Martin LeFevre - An Introduction to Managerial Accounting

Martin LeFevre is an accountant who has worked with many large organizations, including the largest produce growing operation in the state of Florida.

Accounting that helps decision-makers in organizations make better choices, be in control, and plan more effectively is called managerial accounting. Managerial accountants primarily deal with two kinds of business units. These two kinds are profit centers and cost centers.
Martin LeFevre

Profit centers are separate units that generate sales revenue and have their own expenses. A profit center can be a store, territory, line of products, or distribution channel. Managerial accountants usually follow the organizational structure in creating statements and providing relevant information to the managers. It is up to a business to decide how it looks at its activities.

Cost centers are departments or units within the organizations that have costs and expenses but do not generate any revenue. Examples of cost centers include the human resources department, the legal department, and the security department. The managers in charge of these departments need accounting information to stay informed about the costs of running their units.
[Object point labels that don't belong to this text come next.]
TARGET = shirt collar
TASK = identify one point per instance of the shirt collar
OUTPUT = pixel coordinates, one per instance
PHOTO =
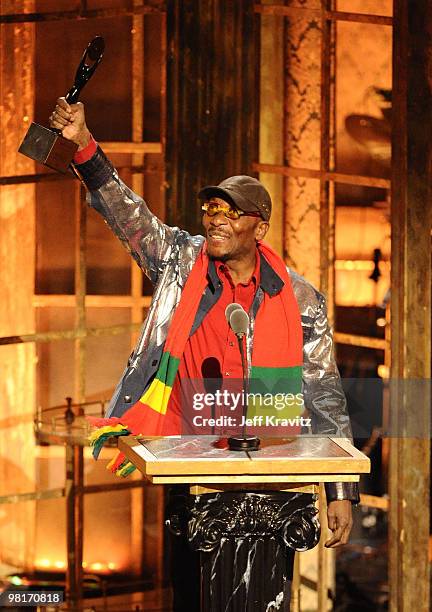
(269, 281)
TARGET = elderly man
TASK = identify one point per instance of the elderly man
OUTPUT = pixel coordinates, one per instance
(195, 279)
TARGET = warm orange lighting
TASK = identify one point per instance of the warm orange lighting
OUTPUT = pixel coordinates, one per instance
(383, 371)
(59, 564)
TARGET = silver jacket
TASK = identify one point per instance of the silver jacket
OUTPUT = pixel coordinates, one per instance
(166, 255)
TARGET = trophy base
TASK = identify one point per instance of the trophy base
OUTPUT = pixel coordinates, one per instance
(243, 443)
(48, 147)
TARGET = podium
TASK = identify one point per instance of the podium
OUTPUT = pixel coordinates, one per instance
(238, 517)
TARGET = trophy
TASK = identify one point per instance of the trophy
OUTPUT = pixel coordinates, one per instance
(47, 145)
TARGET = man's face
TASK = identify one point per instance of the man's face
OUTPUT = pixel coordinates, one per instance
(228, 239)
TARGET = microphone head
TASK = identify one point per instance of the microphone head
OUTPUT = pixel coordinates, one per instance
(239, 321)
(230, 309)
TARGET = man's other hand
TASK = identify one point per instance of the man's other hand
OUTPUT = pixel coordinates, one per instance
(70, 119)
(339, 516)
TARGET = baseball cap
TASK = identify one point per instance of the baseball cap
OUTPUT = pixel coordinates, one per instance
(245, 192)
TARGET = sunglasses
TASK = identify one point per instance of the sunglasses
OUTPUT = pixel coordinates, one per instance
(214, 208)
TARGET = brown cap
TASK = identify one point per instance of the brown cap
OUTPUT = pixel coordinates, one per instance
(245, 192)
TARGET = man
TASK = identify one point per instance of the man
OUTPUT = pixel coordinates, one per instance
(195, 278)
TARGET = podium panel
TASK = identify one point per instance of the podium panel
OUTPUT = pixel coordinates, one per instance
(237, 517)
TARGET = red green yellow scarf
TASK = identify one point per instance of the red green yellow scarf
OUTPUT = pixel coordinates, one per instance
(272, 361)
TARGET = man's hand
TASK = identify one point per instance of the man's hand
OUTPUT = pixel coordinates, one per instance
(70, 119)
(339, 516)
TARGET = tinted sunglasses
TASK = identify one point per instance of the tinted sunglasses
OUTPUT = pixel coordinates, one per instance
(213, 208)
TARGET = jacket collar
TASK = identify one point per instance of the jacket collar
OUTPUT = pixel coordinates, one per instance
(270, 282)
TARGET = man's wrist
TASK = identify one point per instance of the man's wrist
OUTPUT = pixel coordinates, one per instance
(341, 491)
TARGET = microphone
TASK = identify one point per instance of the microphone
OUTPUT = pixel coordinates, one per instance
(238, 320)
(230, 309)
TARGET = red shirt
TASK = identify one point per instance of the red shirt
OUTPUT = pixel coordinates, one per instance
(212, 352)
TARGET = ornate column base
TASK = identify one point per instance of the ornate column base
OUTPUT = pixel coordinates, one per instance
(245, 542)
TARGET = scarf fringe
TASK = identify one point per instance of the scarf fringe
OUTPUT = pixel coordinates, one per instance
(99, 437)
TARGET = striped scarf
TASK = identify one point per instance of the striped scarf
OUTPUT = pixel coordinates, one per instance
(276, 366)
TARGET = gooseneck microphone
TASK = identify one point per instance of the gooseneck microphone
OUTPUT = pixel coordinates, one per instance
(238, 320)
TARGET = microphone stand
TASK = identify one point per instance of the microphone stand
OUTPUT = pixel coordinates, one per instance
(243, 442)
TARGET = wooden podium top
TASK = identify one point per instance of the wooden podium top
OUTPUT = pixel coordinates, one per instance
(196, 460)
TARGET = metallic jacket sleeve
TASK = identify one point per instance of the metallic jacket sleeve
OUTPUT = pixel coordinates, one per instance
(324, 396)
(148, 240)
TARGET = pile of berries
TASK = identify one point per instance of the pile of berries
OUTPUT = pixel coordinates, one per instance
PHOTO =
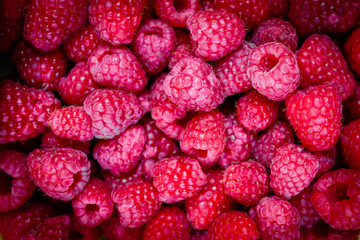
(180, 119)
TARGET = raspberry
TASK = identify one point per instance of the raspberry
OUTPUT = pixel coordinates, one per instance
(335, 198)
(23, 111)
(231, 70)
(246, 182)
(117, 67)
(153, 44)
(122, 153)
(315, 114)
(215, 33)
(136, 203)
(112, 111)
(277, 219)
(45, 30)
(276, 30)
(330, 65)
(291, 170)
(192, 85)
(77, 85)
(178, 178)
(273, 70)
(82, 43)
(203, 208)
(176, 12)
(233, 225)
(169, 223)
(256, 112)
(115, 21)
(270, 140)
(61, 173)
(16, 187)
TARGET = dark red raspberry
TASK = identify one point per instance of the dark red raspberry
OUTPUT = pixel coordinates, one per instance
(136, 203)
(315, 114)
(233, 225)
(61, 173)
(336, 198)
(178, 178)
(215, 33)
(169, 223)
(24, 111)
(330, 65)
(45, 30)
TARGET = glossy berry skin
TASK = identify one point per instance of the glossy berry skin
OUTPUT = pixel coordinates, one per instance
(233, 225)
(215, 33)
(178, 178)
(315, 114)
(136, 203)
(61, 173)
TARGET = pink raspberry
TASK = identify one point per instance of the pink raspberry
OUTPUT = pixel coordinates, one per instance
(335, 198)
(45, 30)
(192, 84)
(330, 65)
(256, 112)
(16, 187)
(246, 182)
(308, 113)
(153, 44)
(215, 33)
(273, 70)
(61, 173)
(203, 208)
(233, 225)
(136, 203)
(117, 67)
(122, 153)
(178, 178)
(291, 170)
(112, 111)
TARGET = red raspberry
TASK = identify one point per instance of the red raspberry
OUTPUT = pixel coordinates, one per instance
(246, 182)
(116, 21)
(203, 208)
(336, 198)
(82, 43)
(330, 65)
(136, 203)
(178, 178)
(122, 153)
(117, 67)
(315, 114)
(24, 111)
(276, 30)
(61, 173)
(112, 111)
(153, 44)
(176, 12)
(277, 219)
(240, 142)
(71, 122)
(231, 70)
(45, 30)
(256, 112)
(215, 33)
(325, 16)
(233, 225)
(269, 141)
(169, 223)
(273, 70)
(291, 170)
(192, 84)
(16, 187)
The reports for cost centers are usually very straightforward. They have a lot of detailed information, details of all the costs and expenses, budgeted targets, and comparisons with previous report periods. This does not necessarily mean that template creation for such reports is simple or easy.

However, things usually get much more complicated with reports for profit centers because even a small business can have a variety of sources of profit. There are no definitive rules for classification of costs or sales revenues with the objective of profit identification in business or accounting. Every business has to make its own decisions in regards to this matter. This is something experienced accountants like Martin LeFevre can often help them with by sharing their thoughts and best practices. 

Wednesday, 2 November 2016

Martin LeFevre - Accounting and Organizational Management

Martin LeFevre is an accounting professional who feels comfortable doing all-around accounting for businesses.

Martin LeFevre Business managers and C-level executives usually are responsible for making profits happen on the organizational levels. That’s what separates them from employees who work in operations, production, and customer service. They need to be innovators, lobbyists, creatives, and motivators. Competition in most markets in developed countries such as the United States is absolutely fierce. Changes take place all the time and businesses need to anticipate them and be ready for them.

A business can increase profits in one of two ways. It can either bring more revenues in or it can reduce its expenses. One of the most important roles of accounting in organizations is to provide management with critical financial information about profits and expenses. Income statements that are provided to investors and the public usually don’t include all the information that managers need to make decisions on a regular basis.

Small businesses would often have one person in charge of profits. As companies grow, they usually start adding more people who share this important responsibility. The first rule of accounting that helps managers make decisions is to follow the structure of the organization and report relevant information to parties that need it. This principle is also known as responsibility accounting. For example, if a manager is in charge of a department, an accountant like Martin LeFevre needs to prepare sales and expenses reports about the department for the person in charge.